The Quartet was founded and is currently based in Boston. In addition to their full-time residency at Harvard, they will continue its visiting residency at the University of South Carolina. From 2008 to 2013, the quartet spent much of its time in St. Paul, MN, where they served as Quartet-in-Residence with the St. Paul Chamber Orchestra (2008–2010), were the first-ever Artists-in-Residence with Minnesota Public Radio (2009–2010), visiting artists at the University of Minnesota (2011–2012), and Artists-in-Residence at the University of St. Thomas (2012–2014).

The Parker Quartet’s members hold graduate degrees in performance and chamber music from the New England Conservatory of Music and were part of the New England Conservatory’s prestigious Professional String Quartet Training Program from 2006–2008. Some of their most influential mentors include the Cleveland Quartet, Kim Kashkashian, György Kurtág, and Rainer Schmidt.

Kim Kashkashian
one of the pre-eminent artists of ECM New Series, was born in Detroit, Michigan. She studied at the Peabody Conservatory in Baltimore with Walter Trampler and Karen Tuttle, and worked intensively with mentor Felix Galimir at the Marlboro Music Festival.
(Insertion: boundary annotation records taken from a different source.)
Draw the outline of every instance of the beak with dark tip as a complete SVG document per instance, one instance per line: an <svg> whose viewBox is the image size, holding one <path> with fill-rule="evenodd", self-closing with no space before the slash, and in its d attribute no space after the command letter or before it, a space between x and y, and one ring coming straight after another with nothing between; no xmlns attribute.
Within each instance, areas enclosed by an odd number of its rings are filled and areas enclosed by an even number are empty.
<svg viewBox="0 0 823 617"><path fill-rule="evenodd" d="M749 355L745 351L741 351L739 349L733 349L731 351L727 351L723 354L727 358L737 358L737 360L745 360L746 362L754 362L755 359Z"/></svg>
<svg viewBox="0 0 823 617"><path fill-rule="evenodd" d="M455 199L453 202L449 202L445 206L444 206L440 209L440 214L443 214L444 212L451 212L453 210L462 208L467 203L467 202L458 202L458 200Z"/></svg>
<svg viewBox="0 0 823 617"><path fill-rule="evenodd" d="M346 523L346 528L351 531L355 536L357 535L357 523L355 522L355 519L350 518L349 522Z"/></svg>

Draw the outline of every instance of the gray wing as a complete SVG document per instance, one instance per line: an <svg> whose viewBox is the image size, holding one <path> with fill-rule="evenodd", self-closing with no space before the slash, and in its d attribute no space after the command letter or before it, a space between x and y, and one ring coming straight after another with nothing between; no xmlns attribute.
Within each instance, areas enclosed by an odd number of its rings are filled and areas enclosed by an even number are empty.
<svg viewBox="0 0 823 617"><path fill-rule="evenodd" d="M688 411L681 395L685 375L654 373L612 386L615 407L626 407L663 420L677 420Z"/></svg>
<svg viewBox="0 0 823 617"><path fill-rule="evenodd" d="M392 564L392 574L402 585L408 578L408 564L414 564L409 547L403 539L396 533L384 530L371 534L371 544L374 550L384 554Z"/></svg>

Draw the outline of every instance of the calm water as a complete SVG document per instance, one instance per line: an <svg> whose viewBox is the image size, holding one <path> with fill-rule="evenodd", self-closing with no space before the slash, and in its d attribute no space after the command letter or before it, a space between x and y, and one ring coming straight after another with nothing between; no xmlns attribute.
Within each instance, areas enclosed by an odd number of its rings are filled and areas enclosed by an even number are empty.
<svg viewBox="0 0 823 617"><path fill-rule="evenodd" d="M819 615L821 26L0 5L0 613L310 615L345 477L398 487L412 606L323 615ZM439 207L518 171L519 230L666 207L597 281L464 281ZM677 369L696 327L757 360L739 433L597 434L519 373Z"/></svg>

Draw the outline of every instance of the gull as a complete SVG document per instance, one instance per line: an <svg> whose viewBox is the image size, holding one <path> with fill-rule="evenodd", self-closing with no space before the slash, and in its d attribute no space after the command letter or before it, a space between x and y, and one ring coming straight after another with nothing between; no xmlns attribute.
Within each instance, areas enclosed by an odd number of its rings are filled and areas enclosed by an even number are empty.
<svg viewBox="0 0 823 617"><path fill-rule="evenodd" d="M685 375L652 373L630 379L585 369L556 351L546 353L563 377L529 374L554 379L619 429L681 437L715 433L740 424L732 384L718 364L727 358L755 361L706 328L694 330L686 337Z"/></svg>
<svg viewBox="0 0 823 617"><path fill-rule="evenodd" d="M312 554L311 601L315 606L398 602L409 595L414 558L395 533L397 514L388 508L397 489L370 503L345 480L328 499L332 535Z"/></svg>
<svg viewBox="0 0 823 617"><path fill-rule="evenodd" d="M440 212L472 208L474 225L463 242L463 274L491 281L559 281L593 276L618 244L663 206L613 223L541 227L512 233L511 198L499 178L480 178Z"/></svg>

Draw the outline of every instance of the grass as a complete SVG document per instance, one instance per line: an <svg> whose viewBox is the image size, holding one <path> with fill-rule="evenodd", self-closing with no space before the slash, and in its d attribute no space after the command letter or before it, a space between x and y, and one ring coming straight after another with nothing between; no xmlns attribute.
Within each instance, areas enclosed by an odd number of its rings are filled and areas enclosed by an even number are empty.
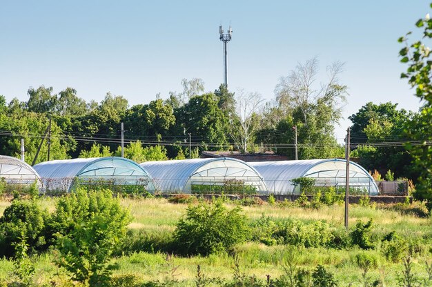
<svg viewBox="0 0 432 287"><path fill-rule="evenodd" d="M56 198L41 198L41 206L52 211ZM186 213L187 204L171 204L165 199L121 199L121 204L127 207L133 217L128 228L135 231L144 230L146 233L159 236L161 239L170 236L177 221ZM0 201L0 213L10 204ZM230 206L234 206L233 204ZM320 209L304 209L291 204L263 204L244 207L244 212L250 221L257 220L263 215L271 217L274 220L297 219L306 222L323 220L333 226L342 226L344 222L344 206L335 205L323 206ZM362 207L351 205L349 210L349 225L353 228L358 220L366 221L373 219L373 233L376 238L392 230L396 230L404 238L424 238L432 239L432 221L429 218L420 218L414 215L401 214L395 210ZM429 246L430 247L430 246ZM324 265L327 270L335 274L341 284L353 286L360 286L361 270L355 264L354 257L360 252L355 248L347 250L314 248L293 248L287 246L267 246L264 244L248 242L235 248L239 256L242 272L265 279L266 275L275 278L284 272L290 254L295 253L295 262L299 266L313 269L317 264ZM376 250L365 251L378 259L379 267L370 271L373 279L384 278L386 286L397 285L397 274L402 270L402 264L388 262ZM414 270L426 275L424 261L430 259L427 251L414 258ZM33 257L37 266L35 283L46 283L54 280L64 281L67 276L63 270L58 268L52 262L55 261L53 252L48 252ZM193 286L197 273L197 266L200 265L202 272L208 277L222 279L233 278L234 260L228 255L181 257L161 253L132 253L119 255L112 259L118 264L115 270L116 277L134 275L144 281L166 281L175 279L178 282L174 286ZM0 259L0 283L6 281L13 268L12 262Z"/></svg>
A committed proponent of contemporary music, she has enjoyed creative relationships with György Kurtág, Krzysztof Penderecki, Alfred Schnittke, Giya Kancheli, and Arvo Pärt, and commissioned works from Peter Eötvös, Ken Ueno, Thomas Larcher, Lera Auerbach, and Tigran Mansurian.

Kashkashian’s 30-year relationship with ECM Records has produced an extensive discography that includes an award-winning recording of the Brahms sonatas, the complete Hindemith sonatas, the concertos of Bartók, Eötvös, Kurtág, Berio, Kancheli, Olivero, and Mansurian, the Bach Sonatas for viola da gamba (with Keith Jarrett), “Hayren” (music of Tigran Mansurian and Komitas), and “Asturiana”, songs from Spain and Argentina.

The album “Kurtág/Ligeti: Music for Viola” won the 2013 GRAMMY Award for Best Classical Instrumental Album and in the same year Kashkashian was awarded the George Peabody Medal for her exceptional contribution to music in America.